Bone screws are used across multiple orthopedic domains. Representative application performance metrics are summarized below.

  • Spinal Fixation: Pedicle screws achieve pull-out forces > 2000 N in lumbar vertebrae with augmentation. Fatigue life under 10 Nm bending exceeds 1 million cycles.
  • Fracture Repair: Lag screws in tibial plateau produce compression forces of 300–500 N. Cortical screws in distal radius stabilize osteotomies with load to failure > 150 N·m.
  • Maxillofacial Reconstruction: Mini screws (1.2–2.0 mm) exhibit pull-out strength 100–250 N and torsional strength 0.4–1.0 N·m. Resorbable screws degrade over 12 months without adverse reactions.
  • Pediatric Fixation: Resorbable polymer screws avoid secondary removal surgery; mechanical retention maintained for 6 months, degradation completing by 18 months.

Conclusion

Bone screws play a vital role in orthopedic fixation, combining advanced materials, precise geometry, and rigorous mechanical performance. Selection of appropriate screw type, material, and surgical technique is essential to achieve optimal stability and minimize complications. Adherence to international standards and thorough testing ensure consistent quality and biocompatibility. Continued refinement in design and material science will further enhance screw performance in diverse clinical scenarios.

FAQ on Bone Screws

What are bone screws used for?

Bone screws are critical components in orthopedic surgeries, primarily used for stabilizing fractures, spinal fusions, and reconstructive procedures. They provide the necessary fixation to allow for proper healing and stability of the bone.

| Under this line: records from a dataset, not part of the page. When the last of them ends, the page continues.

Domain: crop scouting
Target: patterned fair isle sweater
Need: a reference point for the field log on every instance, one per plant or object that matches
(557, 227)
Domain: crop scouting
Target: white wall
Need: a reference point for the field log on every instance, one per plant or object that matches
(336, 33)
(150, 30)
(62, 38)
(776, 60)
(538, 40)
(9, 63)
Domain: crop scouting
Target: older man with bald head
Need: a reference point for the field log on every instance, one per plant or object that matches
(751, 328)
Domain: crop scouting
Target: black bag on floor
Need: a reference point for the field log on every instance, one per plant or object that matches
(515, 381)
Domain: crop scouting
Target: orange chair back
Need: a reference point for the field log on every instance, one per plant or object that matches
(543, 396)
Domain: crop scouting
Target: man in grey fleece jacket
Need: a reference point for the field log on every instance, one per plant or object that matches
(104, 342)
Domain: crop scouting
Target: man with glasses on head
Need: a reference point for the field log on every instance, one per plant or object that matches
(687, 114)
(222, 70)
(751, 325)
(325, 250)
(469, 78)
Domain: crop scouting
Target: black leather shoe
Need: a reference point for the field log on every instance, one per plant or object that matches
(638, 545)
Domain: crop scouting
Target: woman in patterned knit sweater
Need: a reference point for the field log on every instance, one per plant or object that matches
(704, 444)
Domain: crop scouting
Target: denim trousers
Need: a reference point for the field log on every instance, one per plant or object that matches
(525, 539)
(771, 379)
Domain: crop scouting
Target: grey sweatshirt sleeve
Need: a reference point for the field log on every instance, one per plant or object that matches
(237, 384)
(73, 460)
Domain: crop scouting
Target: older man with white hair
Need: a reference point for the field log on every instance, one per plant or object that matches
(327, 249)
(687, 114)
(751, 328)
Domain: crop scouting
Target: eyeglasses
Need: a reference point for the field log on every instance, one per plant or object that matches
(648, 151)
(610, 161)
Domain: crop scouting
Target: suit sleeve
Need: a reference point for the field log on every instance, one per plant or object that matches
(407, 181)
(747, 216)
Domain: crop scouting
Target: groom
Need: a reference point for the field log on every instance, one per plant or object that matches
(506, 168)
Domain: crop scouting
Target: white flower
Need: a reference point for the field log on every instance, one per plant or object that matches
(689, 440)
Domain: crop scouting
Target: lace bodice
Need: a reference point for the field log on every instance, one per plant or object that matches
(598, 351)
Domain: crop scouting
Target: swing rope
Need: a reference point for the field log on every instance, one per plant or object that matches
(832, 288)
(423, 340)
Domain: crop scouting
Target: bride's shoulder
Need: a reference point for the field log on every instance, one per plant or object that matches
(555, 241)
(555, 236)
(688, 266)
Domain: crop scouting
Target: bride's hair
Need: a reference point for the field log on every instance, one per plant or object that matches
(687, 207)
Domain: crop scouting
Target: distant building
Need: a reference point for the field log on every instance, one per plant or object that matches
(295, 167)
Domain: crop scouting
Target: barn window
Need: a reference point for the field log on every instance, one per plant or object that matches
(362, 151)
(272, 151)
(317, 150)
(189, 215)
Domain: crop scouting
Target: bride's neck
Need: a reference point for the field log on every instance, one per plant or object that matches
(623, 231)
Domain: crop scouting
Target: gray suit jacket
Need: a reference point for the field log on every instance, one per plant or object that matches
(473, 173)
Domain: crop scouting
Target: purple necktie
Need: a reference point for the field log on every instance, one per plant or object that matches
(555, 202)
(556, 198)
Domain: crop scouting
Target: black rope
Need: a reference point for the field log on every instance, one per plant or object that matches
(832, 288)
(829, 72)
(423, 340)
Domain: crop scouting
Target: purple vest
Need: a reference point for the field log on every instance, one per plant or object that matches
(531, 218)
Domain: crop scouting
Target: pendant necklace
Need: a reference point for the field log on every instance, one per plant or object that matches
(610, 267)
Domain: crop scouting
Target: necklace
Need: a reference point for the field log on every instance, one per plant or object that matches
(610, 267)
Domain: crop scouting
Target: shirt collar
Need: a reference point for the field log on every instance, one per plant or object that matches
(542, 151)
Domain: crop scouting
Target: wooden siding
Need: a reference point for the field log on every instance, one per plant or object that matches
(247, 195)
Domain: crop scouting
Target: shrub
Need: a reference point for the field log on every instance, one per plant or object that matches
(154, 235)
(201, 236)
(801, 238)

What materials are bone screws made from?

Bone screws are typically made from biocompatible materials such as stainless steel, titanium, or polymer composites. Titanium is often preferred for its strength, lightweight nature, and resistance to corrosion.

What are the advantages of using bone screws?

Stability: Provide strong fixation for bone fragments.
Versatility: Can be used in various surgical procedures.
Minimally Invasive Options: Some screws are designed for use in minimally invasive surgeries.

Are there any risks associated with bone screws?

As with any surgical procedure, there are risks, including:
Infection
Non-union or malunion of bones
Screw loosening or breakage
Allergic reactions to materials

How long do bone screws remain in the body?

Bone screws can remain in the body indefinitely unless they cause complications. In some cases, they may be removed after the bone has healed, while in others, they are left in place.

What is the difference between bone screws and bone pins?

Bone screws are threaded fasteners that provide strong fixation, while bone pins are smooth rods used to hold bone fragments together but do not provide the same level of stability as screws.